Nathan's Notes

Psycholinguistics and Transformer Circuits

Exploring the intricate web of word recognition in the brain, in relation to language models

Oct 15, 2025

Psycholinguistics studies how our minds process language - from recognizing sounds and words to understanding grammar and meaning. As we build increasingly sophisticated language models, it’s intriguing to consider how biological neural networks tackle the same fundamental challenges. What if we could peek inside both systems as they process language?
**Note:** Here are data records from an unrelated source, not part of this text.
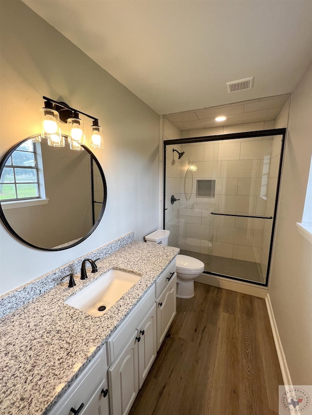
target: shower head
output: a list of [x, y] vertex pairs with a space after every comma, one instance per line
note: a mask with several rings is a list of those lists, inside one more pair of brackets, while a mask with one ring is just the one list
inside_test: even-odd
[[179, 159], [179, 160], [180, 160], [180, 159], [182, 157], [182, 156], [183, 155], [183, 154], [185, 152], [185, 151], [182, 151], [182, 153], [180, 153], [180, 152], [178, 151], [177, 150], [175, 150], [174, 148], [173, 148], [172, 149], [172, 152], [174, 153], [175, 151], [176, 151], [177, 154], [179, 155], [179, 156], [178, 157], [178, 159]]

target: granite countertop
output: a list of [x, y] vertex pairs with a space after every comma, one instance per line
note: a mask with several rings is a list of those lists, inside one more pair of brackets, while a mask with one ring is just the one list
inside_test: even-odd
[[[45, 414], [68, 389], [179, 250], [133, 242], [0, 320], [0, 414]], [[64, 301], [115, 268], [141, 275], [102, 316]]]

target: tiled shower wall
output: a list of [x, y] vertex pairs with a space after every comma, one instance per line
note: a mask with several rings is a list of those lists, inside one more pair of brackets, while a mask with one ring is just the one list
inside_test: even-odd
[[[266, 219], [211, 212], [265, 214], [272, 143], [264, 137], [181, 145], [180, 248], [260, 262]], [[197, 171], [188, 170], [191, 162]], [[196, 197], [198, 179], [215, 179], [214, 198]]]

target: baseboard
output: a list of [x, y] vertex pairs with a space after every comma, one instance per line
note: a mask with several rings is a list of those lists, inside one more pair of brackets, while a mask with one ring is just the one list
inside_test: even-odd
[[270, 319], [270, 323], [272, 329], [272, 333], [273, 333], [273, 337], [274, 338], [274, 343], [277, 353], [277, 357], [278, 358], [278, 361], [282, 372], [282, 376], [283, 376], [283, 380], [284, 384], [287, 386], [287, 389], [290, 389], [292, 387], [292, 382], [291, 379], [291, 375], [288, 369], [286, 358], [283, 350], [283, 346], [281, 343], [281, 339], [278, 334], [277, 330], [277, 326], [276, 322], [274, 317], [273, 313], [273, 308], [271, 304], [271, 300], [270, 298], [269, 293], [266, 297], [265, 302], [267, 305], [267, 308], [268, 309], [268, 314], [269, 314], [269, 318]]

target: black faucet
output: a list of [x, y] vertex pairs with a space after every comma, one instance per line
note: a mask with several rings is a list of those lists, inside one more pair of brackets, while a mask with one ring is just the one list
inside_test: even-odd
[[87, 258], [86, 259], [83, 260], [82, 263], [81, 264], [81, 271], [80, 272], [80, 280], [85, 280], [86, 278], [88, 278], [88, 275], [87, 275], [87, 271], [86, 270], [86, 261], [87, 261], [89, 264], [90, 264], [91, 268], [92, 268], [91, 273], [94, 274], [95, 272], [98, 272], [98, 267], [97, 266], [96, 262], [98, 261], [99, 259], [99, 258], [98, 258], [97, 259], [95, 259], [94, 261], [93, 261], [92, 259], [90, 259], [90, 258]]

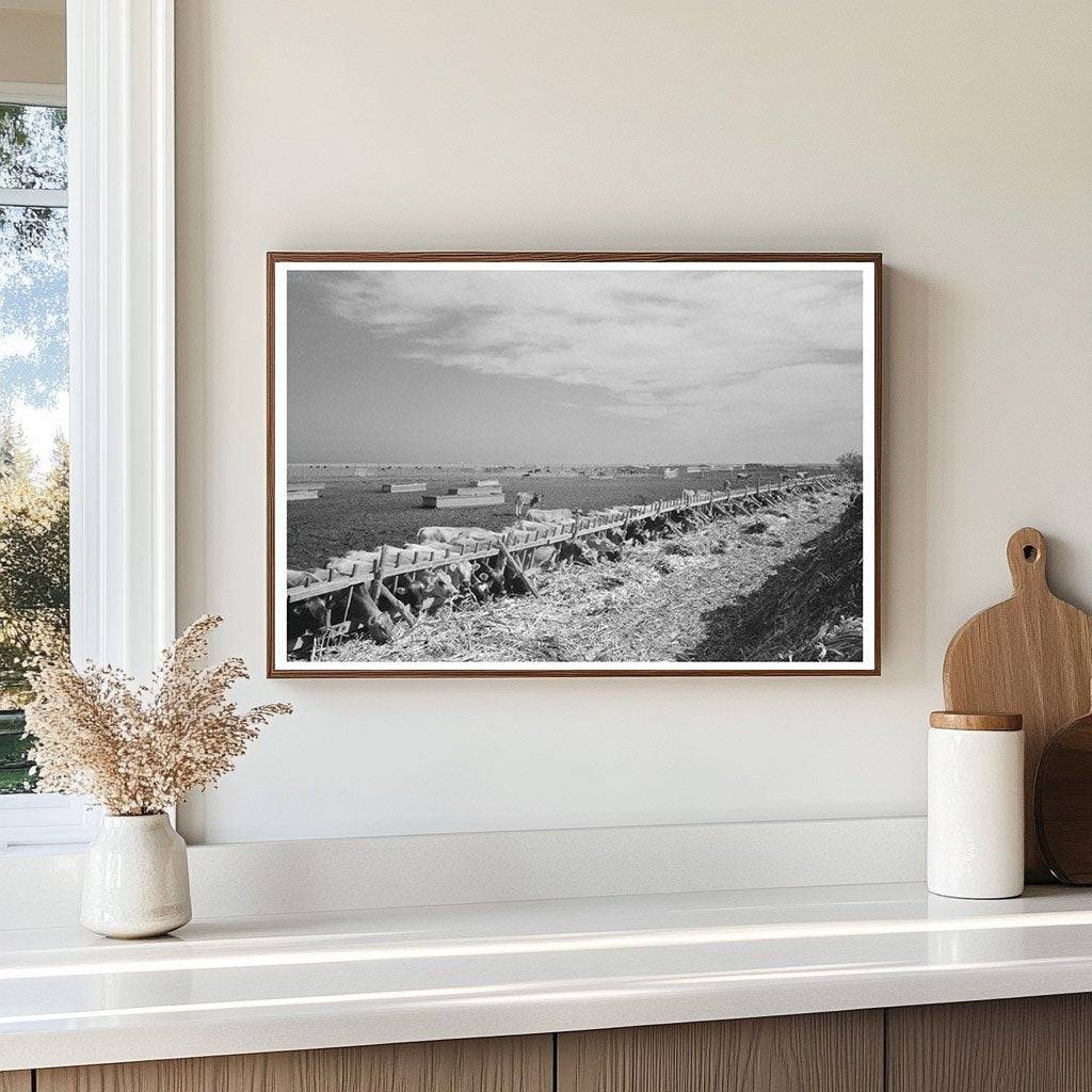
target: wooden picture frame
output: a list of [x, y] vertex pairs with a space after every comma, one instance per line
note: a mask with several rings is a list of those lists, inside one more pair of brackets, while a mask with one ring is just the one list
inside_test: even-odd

Before we dive in, try this yourself: Lexical Decision Task

You’ll see letter strings flash on screen - your job is to decide as quickly as possible whether each is a real word or not. Those tiny differences in response time reveal the underlying mechanics of word recognition.

What you just experienced demonstrates the core phenomena we’ll explore in this post. Individual trials vary, but repeat the task 100 times and clear patterns appear - systematic differences in response time that reveal how your brain processes language.

Facilitation and Inhibition in Word Recognition

The lexical decision task reveals two key phenomena that shape how we recognize words:

Facilitation: Related words help each other. After seeing “doctor,” you recognize “nurse” faster.
Inhibition: Similar words compete. In human word recognition, we see two types:
1. Inhibitory Priming: Context-dependent. Seeing “stiff” makes you recognize “still” slower.
2. Neighborhood Density: Context-independent. Words with more phonological neighbors are recognized slower.

Crucially, these effects depend on temporal correlation - the recency of when a word was heard or read directly influences the strength of facilitation or inhibition. Recent exposure creates stronger priming effects that decay over time, revealing how our word recognition system maintains a dynamic state influenced by recent linguistic experience.

These effects highlight how our brains balance quick recognition with the challenge of disambiguating similar-sounding words. This competition reveals that word recognition isn’t just about matching input to stored entries, but about navigating a complex network where activation spreads and competes.

The Associative Web

We don’t store words like a dictionary. There’s no alphabetical lookup in your brain. Instead, words exist in an associative web - a network where related concepts link together, and activating one word sends ripples through everything connected to it.

Notice that this idea isn’t unique to human cognition. In AI, word embeddings like Word2Vec create a similar associative structure. Words with related meanings cluster together in the embedding space, mirroring the semantic connections in our mental lexicon.

Semantic network showing mediated priming

But in humans, looking at facilitation, why doesn’t everything get activated when we hear a word? Two key principles govern spreading activation:

Spreading activation takes time - Neural signals don’t travel instantaneously
Activation decays - Without sustained input, neural activity fades

The result: only local subnetworks get activated. This predicts that mediated priming should be weaker than direct priming. For instance, “tiger” should prime “stripes” less effectively than “lion” primes “tiger,” because the activation must travel through an intermediate node and decay along the way.

The Cohort Model and Parallel Activation

The Cohort Model, proposed by Marslen-Wilson (1987), suggests that as we hear a word, we activate a “cohort” of all possible words that match the input so far. For instance, hearing “gar-“ might activate garden, garbage, garlic, etc. As more phonemes are heard, the cohort narrows until only one word remains.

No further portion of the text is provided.